Founded in 2016, Edstart offers funding packages for school fees through a platform that provides parents with the option to spread their payments over a plan through two core products, Edstart Pay and Edstart Extend. 

Edstart Pay allows parents to spread the fees in smaller payments throughout the year easing the challenge of cash flow timing. The payment plan enables parents to pay in weekly, fortnightly or monthly instalments over a 12-month period covering the school year.

Edstart Extend is a funding package designed to extend the education fees for up to five years post-graduation, reducing the individual yearly payments.

As part of the investment, Todd Forest, managing director at NAB Ventures will be appointed as a director of the board. Commenting on the investment, Forest said the education financing space was an untapped market in Australia.

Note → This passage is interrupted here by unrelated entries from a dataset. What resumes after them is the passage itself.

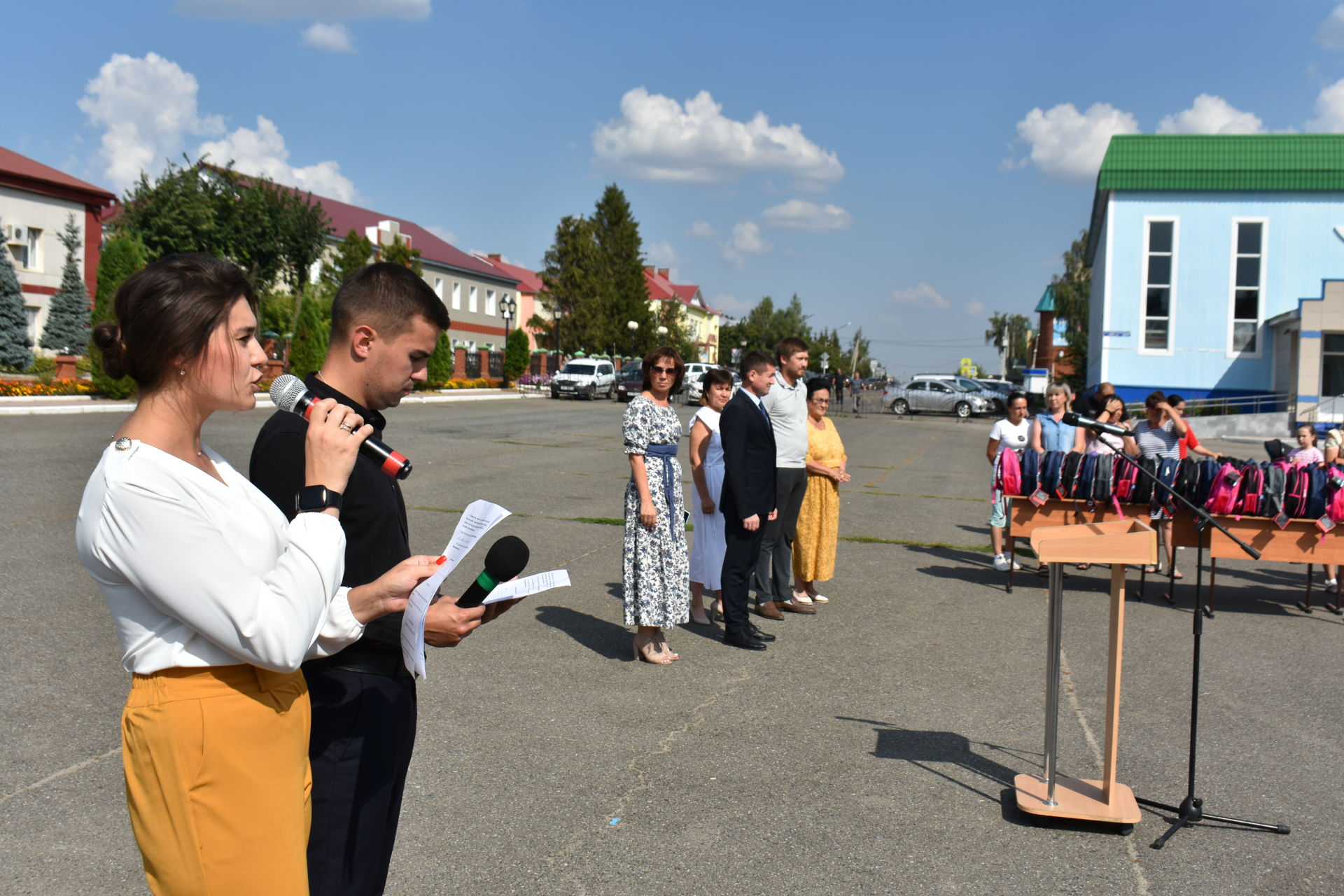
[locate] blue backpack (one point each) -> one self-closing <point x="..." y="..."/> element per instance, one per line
<point x="1030" y="470"/>
<point x="1051" y="465"/>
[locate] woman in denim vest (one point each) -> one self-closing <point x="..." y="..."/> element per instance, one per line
<point x="1049" y="433"/>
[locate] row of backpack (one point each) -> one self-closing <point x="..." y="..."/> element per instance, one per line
<point x="1226" y="486"/>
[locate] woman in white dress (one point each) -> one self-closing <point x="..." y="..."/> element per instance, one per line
<point x="707" y="473"/>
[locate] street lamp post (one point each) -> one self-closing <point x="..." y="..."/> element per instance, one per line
<point x="508" y="308"/>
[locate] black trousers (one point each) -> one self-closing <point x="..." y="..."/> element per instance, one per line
<point x="774" y="568"/>
<point x="739" y="556"/>
<point x="360" y="747"/>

“We know more than one in three Australian families currently send their children to a non-government school, with school fees only increasing year on year. 

Jack Stevens, CEO, Edstart

“We’ve banked the education sector for over 150 years and currently bank more than 30 per cent of independent schools across Australia. We’re excited to see how Edstart can further develop its offering to alleviate the cash flow burden on families and help children maximise their potential.”

According to NAB, school fees are one of the largest household expenses presenting a cash flow problem, given parents are invoiced with a significant lump sum payment every school term, particularly in multi-child households.

Jack Stevens, CEO at Edstart said the platform would enable a smarter approach to school fees, with the primary focus easing the burden of cashflow issues for parents.

“We believe education is the world’s most powerful investment and we’re on a mission to help people pay for that in a smarter way. 

“Schooling costs vary greatly and while school fees are known from the outset, it’s often the timing of when payments are due or how much is due at once, that causes cash flow issues for parents and schools.”